U.S. tech giant Apple risks facing billions of euros in fines after the European Union on Monday accused the iPhone maker of violating the bloc’s landmark digital rules by hindering competition on its App Store.

The European Commission informed Apple in a “preliminary view” that the “App Store rules … prevent app developers from freely steering consumers to alternative channels for offers and content.”

It opens a new front in the increasingly bitter fight between the company and Brussels over the EU’s new Digital Markets Act (DMA) and may force changes to the way the App Store operates in the bloc.

On Friday, Apple said it would delay rolling out recently announced AI features in Europe because of “regulatory uncertainties” linked to the DMA.

The sweeping law seeks to rein in the world’s biggest tech firms, including Apple, by forcing them to open up to competition in the 27-country EU.

But for Apple, the new rules are a significant challenge to its walled garden and it has openly accused the DMA of creating greater privacy and security risks for users.

This is the first time the commission has leveled a formal accusation against a tech firm under the new rules after opening the first DMA probes into Apple, Google and Meta in March.

Apple said Monday that it has made “a number of changes” to comply with the rules in response to feedback from developers and the EU regulator over the past months, and would “continue to listen and engage with the European Commission.”

Apple can now access the commission’s investigation file and reply to the findings. If Apple falls in line with EU rules, it can avoid a fine and Brussels believes it will give European users easier access to cheaper offers.

If the commission’s view is confirmed, it will adopt a “non-compliance decision” by late March 2025 – opening the way to fines.

Under the new law, the commission has the power to impose fines of up to 10% of a company’s total global turnover. This can rise to up to 20% for repeat offenders. Apple also faces daily penalties of up to 5% of its average daily worldwide turnover if found to be non-compliant.

Apple’s total revenue in the year to September 2023 stood at $383 billion (358 billion euros).
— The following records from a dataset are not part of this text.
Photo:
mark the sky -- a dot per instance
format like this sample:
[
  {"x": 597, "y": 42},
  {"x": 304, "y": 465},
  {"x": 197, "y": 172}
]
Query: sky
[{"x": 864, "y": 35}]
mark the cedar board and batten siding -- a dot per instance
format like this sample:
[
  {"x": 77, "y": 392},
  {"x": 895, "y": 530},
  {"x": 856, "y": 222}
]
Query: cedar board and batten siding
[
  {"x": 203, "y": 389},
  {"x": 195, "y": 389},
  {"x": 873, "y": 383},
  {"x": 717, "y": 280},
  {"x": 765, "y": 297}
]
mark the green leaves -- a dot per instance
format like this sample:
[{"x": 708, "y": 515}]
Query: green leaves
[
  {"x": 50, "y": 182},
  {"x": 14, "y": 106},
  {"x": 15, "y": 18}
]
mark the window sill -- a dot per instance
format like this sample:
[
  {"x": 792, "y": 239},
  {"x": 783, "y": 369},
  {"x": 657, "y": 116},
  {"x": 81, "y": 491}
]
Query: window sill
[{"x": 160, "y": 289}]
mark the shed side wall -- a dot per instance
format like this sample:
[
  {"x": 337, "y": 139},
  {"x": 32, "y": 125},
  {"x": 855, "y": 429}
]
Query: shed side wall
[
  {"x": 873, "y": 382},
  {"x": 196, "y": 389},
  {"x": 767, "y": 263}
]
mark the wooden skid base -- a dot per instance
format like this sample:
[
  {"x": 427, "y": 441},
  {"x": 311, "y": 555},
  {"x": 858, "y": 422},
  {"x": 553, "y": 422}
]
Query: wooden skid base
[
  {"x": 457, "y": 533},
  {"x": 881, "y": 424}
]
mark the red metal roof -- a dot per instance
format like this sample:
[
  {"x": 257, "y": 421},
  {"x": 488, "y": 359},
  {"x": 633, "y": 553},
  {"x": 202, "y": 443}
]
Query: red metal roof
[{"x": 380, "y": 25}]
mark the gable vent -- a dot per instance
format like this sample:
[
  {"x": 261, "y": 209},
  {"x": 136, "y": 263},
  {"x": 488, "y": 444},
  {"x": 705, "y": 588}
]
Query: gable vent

The EU also has the right to break up companies, but only as a last resort.

‘Ending a saga’

DMA rules mean Apple must allow developers to distribute apps via the App Store to inform users, free of charge, of “alternative cheaper purchasing possibilities, steer them to those offers and allow them to make purchases,” the commission said.

This was not the case, according to the findings of the commission, the EU’s powerful competition regulator.

The App Store has been at the center of a long-running dispute with the EU even before the DMA entered into force this year.

The commission in March hit Apple with a 1.8 billion euro fine after reaching similar conclusions in a probe launched in 2020 following a complaint from Swedish music streaming giant Spotify. Apple is appealing the fine.

“Without prejudice to Apple’s right of defense, we are determined to use the clear and effective DMA toolbox to swiftly bring to an end a saga which has already lasted for way too many years,” said the EU’s top tech enforcer, Thierry Breton.

The firm is also under investigation over whether it allows users to easily uninstall apps on its iOS operating system, and the design of the web browser choice screen.

The DMA forces the biggest digital companies to offer choice screens for web browsers and search engines to give users more options.

The EU’s competition commissioner, Margrethe Vestager, defended the law during an event in Amsterdam on Monday. “The DMA is not excessive in its ask.”

She also admitted she found it “surprising” that the big companies did not “take compliance as a badge of honor.”

Targeting Apple’s new core

On Monday, the commission also opened a parallel investigation into Apple over changes already made to comply with the DMA since it must now allow third-party app stores.

Brussels said it will examine whether the core technology fee – a new fee structure for developers of third-party app stores – complies with the law.

It will also investigate the steps a user takes to download an alternative app store and whether this aligns with the DMA.

The commission separately announced it had closed an antitrust case opened in 2020 against Apple and its App Store terms since there is now a probe under the DMA.

But Apple is not the only tech titan in the EU’s sights.

Google’s parent Alphabet, Amazon, Meta, Microsoft, and TikTok owner ByteDance must also comply with the DMA. Online travel giant Booking.com will need to do this later this year.